Congratulations! You have finally realised the unbearable boredom of being busy.

Is there a more hateful phrase to utter in friendly conversation than “I’m just so busy”? Is there a phrase more self-important, or more mythologising of one’s own success?

Yet people never tire of using this line. The word “busy” is a byword for that most amorphous of things: success. It doesn’t matter whether the activity you are ‘busy’ doing is yoga, watching the entirety of Breaking Bad, or playing on your iPad; you will still feel justified in lamenting the fact that you “never have time to do things anymore”.

You may be busy working 90-hour weeks in a job you love. Or perhaps you’re seeing a different one of your 1000+ Facebook friends every night. If you can combine both, you have officially won at Life, and being busy is the price you pay for it. But a cleverer mind than mine might say that many of us have “chosen to be busy” and then claim to be “imprisoned by it”.

I am not innocent of using the phrase myself, and I even feel a little rush of pomposity as I utter it: “I’m really busy these days, I’m not sure I’ll have time”. But it is so dull, so incredibly dull.
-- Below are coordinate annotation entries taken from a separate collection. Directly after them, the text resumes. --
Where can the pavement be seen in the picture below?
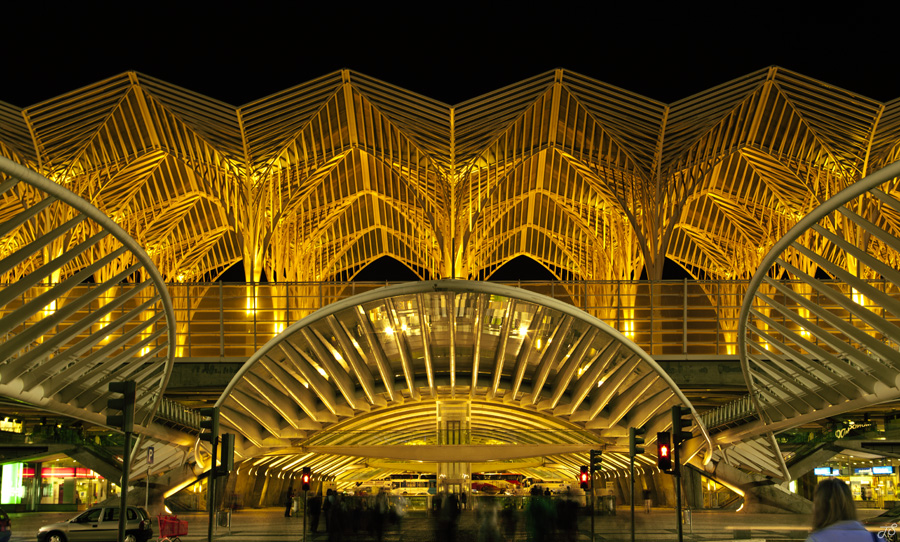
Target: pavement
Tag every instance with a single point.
(270, 524)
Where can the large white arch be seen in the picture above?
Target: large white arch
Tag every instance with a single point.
(364, 377)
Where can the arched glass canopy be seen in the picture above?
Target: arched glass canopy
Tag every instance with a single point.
(360, 386)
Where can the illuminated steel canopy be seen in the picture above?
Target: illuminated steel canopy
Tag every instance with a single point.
(368, 375)
(813, 348)
(86, 306)
(593, 181)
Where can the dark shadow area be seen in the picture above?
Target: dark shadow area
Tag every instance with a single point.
(671, 271)
(235, 273)
(521, 268)
(387, 269)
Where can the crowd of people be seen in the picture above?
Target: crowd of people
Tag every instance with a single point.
(496, 518)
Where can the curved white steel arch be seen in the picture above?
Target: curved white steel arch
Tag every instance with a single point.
(340, 365)
(812, 348)
(64, 337)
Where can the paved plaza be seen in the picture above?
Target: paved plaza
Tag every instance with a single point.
(269, 524)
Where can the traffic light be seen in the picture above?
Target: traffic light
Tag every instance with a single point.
(664, 451)
(596, 461)
(679, 424)
(635, 437)
(304, 479)
(227, 452)
(210, 421)
(124, 404)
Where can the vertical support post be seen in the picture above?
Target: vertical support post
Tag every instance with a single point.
(221, 322)
(684, 318)
(305, 510)
(676, 464)
(126, 473)
(632, 495)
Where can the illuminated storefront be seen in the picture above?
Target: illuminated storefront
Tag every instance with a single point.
(873, 483)
(34, 486)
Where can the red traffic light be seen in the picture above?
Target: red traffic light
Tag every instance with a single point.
(305, 477)
(664, 451)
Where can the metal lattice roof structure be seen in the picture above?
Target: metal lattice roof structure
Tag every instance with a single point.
(593, 181)
(528, 376)
(315, 182)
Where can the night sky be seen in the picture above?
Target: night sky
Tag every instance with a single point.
(238, 53)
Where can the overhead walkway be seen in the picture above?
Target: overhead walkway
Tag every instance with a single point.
(81, 305)
(812, 348)
(407, 367)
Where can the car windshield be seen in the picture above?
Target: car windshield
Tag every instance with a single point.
(89, 516)
(895, 511)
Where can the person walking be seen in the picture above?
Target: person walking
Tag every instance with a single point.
(834, 515)
(290, 503)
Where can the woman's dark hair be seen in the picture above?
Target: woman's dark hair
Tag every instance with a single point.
(832, 503)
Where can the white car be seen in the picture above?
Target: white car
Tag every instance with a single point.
(99, 524)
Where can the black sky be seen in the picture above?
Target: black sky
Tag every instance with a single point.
(452, 52)
(237, 53)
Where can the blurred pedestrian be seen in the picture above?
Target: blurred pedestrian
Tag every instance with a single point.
(290, 503)
(834, 515)
(315, 511)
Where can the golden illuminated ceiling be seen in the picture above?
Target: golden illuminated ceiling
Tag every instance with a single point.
(367, 377)
(593, 181)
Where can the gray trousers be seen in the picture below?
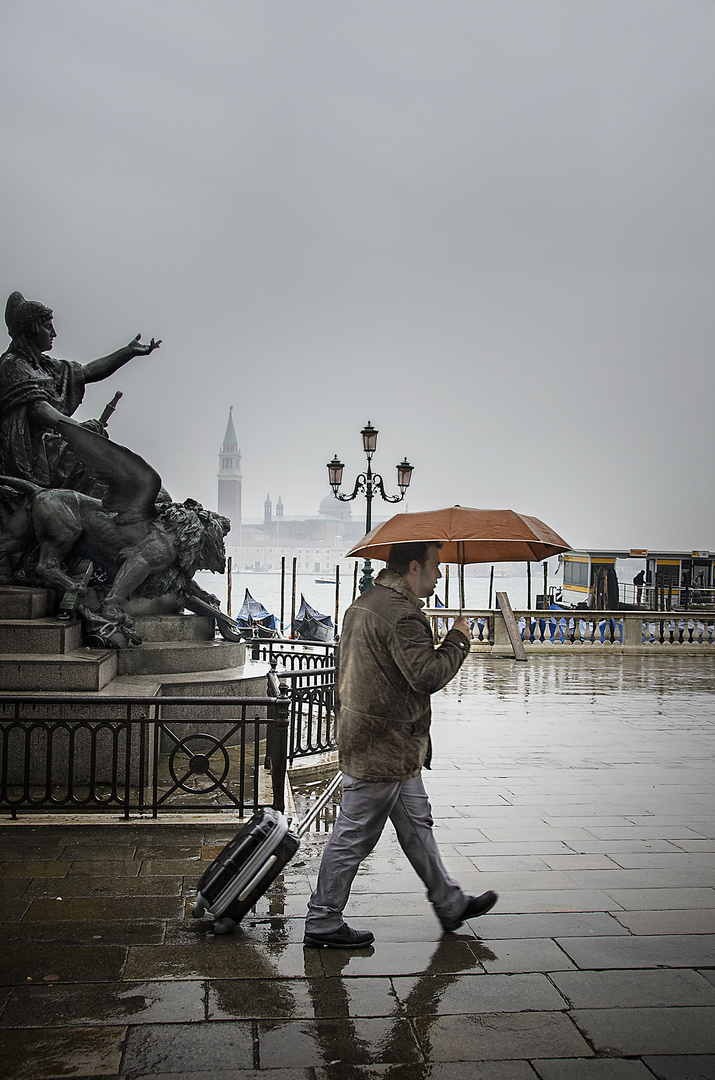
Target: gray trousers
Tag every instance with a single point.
(363, 814)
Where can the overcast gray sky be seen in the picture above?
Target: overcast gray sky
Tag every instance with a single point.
(484, 225)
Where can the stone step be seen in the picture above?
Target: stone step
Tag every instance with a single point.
(18, 603)
(83, 670)
(37, 636)
(170, 658)
(174, 628)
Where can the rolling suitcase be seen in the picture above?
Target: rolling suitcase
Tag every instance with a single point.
(242, 872)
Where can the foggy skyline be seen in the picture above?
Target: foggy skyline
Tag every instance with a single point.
(487, 228)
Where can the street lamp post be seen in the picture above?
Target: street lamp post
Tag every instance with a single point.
(371, 484)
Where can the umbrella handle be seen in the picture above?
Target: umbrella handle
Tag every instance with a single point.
(460, 557)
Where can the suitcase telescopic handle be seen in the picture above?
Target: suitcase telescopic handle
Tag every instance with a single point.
(322, 802)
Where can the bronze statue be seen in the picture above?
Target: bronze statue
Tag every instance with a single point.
(78, 512)
(37, 391)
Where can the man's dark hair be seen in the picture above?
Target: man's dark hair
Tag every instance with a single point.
(403, 554)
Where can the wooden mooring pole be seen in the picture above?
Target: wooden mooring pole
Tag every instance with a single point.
(337, 598)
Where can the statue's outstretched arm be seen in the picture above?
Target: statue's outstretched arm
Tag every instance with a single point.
(46, 415)
(105, 366)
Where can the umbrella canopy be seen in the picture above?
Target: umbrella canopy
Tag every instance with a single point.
(467, 535)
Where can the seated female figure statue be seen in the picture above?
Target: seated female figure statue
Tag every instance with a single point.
(38, 390)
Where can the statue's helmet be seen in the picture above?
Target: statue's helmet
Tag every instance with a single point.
(21, 314)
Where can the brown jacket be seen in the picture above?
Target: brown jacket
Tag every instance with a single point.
(388, 667)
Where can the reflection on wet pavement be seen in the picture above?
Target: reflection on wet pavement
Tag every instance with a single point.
(581, 790)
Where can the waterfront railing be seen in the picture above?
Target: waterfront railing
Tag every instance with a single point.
(569, 630)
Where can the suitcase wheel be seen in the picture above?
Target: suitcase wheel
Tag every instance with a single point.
(224, 926)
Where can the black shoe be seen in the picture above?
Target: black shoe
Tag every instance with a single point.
(345, 937)
(476, 905)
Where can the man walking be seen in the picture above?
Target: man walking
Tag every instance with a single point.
(388, 667)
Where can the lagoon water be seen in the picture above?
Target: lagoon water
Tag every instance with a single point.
(267, 589)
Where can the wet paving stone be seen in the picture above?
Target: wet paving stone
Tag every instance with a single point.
(450, 956)
(13, 908)
(686, 1067)
(646, 923)
(105, 868)
(412, 928)
(500, 1037)
(36, 1054)
(625, 989)
(350, 1041)
(663, 1030)
(452, 995)
(89, 887)
(296, 999)
(81, 934)
(171, 867)
(665, 952)
(437, 1070)
(100, 964)
(105, 1003)
(605, 1068)
(529, 954)
(560, 900)
(223, 958)
(557, 925)
(83, 909)
(184, 1049)
(34, 869)
(14, 888)
(253, 930)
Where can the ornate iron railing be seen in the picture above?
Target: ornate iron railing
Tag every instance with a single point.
(311, 693)
(67, 753)
(625, 630)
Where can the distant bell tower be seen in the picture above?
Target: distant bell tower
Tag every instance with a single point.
(229, 480)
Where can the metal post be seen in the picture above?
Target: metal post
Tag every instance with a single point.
(366, 580)
(228, 586)
(337, 599)
(282, 593)
(281, 711)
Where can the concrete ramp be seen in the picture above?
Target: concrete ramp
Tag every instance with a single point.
(512, 628)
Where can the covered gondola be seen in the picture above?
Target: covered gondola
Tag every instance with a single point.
(254, 617)
(310, 625)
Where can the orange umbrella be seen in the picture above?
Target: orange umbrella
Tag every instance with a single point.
(467, 535)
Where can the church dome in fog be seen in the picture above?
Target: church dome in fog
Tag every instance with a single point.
(333, 508)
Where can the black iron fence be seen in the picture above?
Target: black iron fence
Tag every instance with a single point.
(127, 755)
(135, 755)
(311, 693)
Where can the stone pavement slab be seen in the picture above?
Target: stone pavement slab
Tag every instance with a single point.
(607, 1068)
(597, 962)
(686, 1029)
(628, 989)
(685, 1067)
(500, 1037)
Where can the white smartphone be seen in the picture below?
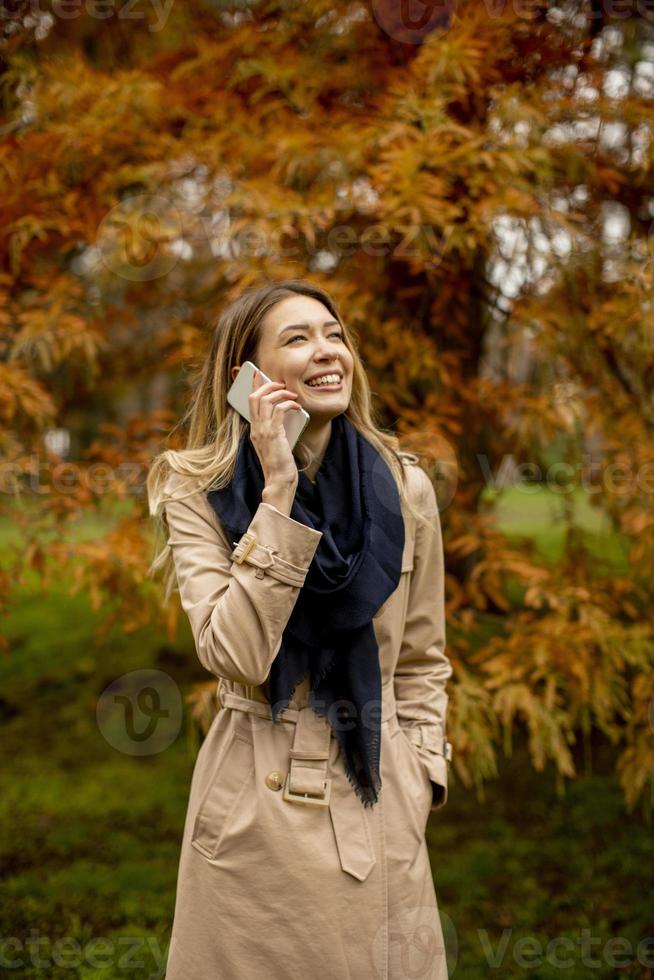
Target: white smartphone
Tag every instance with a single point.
(294, 421)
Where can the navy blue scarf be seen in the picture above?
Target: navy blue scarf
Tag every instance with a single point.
(356, 567)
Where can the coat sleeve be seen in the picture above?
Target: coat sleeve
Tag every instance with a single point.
(423, 668)
(238, 598)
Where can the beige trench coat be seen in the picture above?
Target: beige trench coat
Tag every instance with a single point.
(283, 872)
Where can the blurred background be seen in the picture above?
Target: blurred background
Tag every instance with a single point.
(473, 182)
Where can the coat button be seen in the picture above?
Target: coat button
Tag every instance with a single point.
(275, 779)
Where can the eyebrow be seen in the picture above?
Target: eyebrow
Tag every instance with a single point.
(307, 326)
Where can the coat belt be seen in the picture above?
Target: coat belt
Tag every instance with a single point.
(307, 782)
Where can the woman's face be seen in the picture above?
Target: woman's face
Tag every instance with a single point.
(299, 340)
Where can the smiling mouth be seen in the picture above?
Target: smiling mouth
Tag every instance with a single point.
(333, 386)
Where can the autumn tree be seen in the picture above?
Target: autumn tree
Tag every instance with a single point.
(475, 189)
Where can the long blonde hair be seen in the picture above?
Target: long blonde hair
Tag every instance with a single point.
(215, 428)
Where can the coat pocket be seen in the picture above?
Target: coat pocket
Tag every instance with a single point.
(415, 779)
(221, 800)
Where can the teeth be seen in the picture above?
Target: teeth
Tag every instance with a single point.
(325, 379)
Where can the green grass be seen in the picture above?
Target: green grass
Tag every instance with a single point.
(543, 516)
(90, 836)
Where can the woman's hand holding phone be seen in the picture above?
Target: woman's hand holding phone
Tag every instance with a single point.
(267, 404)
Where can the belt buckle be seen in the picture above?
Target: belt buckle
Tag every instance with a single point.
(306, 798)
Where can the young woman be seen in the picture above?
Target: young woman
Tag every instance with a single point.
(313, 583)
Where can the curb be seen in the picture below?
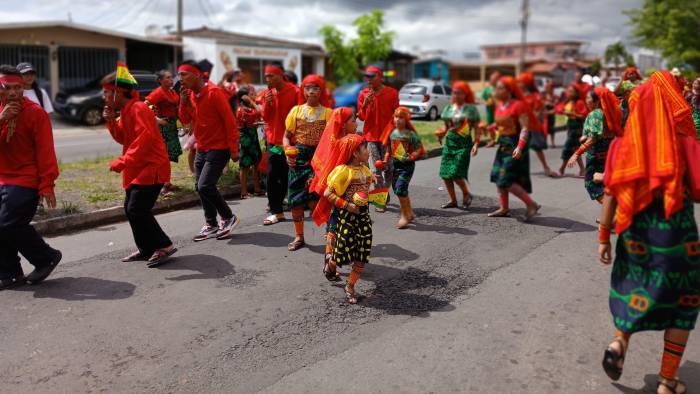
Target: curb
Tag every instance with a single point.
(82, 221)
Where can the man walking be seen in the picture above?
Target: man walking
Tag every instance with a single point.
(28, 171)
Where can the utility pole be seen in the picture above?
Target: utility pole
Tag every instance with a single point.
(523, 33)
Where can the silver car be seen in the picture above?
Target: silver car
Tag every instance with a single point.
(425, 98)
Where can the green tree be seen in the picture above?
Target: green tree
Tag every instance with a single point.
(371, 45)
(617, 54)
(670, 26)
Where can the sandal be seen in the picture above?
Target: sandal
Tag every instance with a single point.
(612, 360)
(500, 213)
(296, 245)
(451, 204)
(467, 202)
(673, 389)
(350, 295)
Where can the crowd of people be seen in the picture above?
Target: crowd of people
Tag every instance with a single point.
(640, 143)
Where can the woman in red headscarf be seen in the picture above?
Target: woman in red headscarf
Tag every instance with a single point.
(347, 189)
(342, 123)
(601, 125)
(650, 175)
(538, 138)
(511, 166)
(576, 111)
(461, 137)
(304, 125)
(403, 147)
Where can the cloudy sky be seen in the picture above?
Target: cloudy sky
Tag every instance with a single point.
(453, 25)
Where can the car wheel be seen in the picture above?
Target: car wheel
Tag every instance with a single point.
(432, 114)
(92, 116)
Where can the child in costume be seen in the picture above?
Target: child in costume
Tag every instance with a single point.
(404, 147)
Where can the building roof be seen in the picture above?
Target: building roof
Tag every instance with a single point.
(510, 45)
(87, 28)
(231, 38)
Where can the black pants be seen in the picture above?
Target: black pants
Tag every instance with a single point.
(138, 206)
(208, 167)
(17, 208)
(277, 181)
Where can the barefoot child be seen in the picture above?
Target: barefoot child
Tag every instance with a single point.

What am I trying to prove? Who am I trying to impress?

You may find that your busy lifestyle makes you susceptible to the idea of a ‘simple’ life and escaping the ‘rat race’: living in a commune, tilling the fields, nurturing seeds and vegetables with your bare hands, gardening, and not staring at a screen for 90% of your waking life. Sadly, however, it turns out that being a farmer is actually really hard and probably quite boring. The grass isn’t always greener. Sometimes it’s caked in manure.

So since you’re stuck in this busy, loud and chaotic city, at least eschew that tiresome little sentence for what you really want to say: “I am a golden God and my life is great, so I don’t have the time to do that”. People will applaud your honesty, although perhaps not your modesty.

Peace out, dude,

Problem Solver

Image: A busy person, being insufferably busy.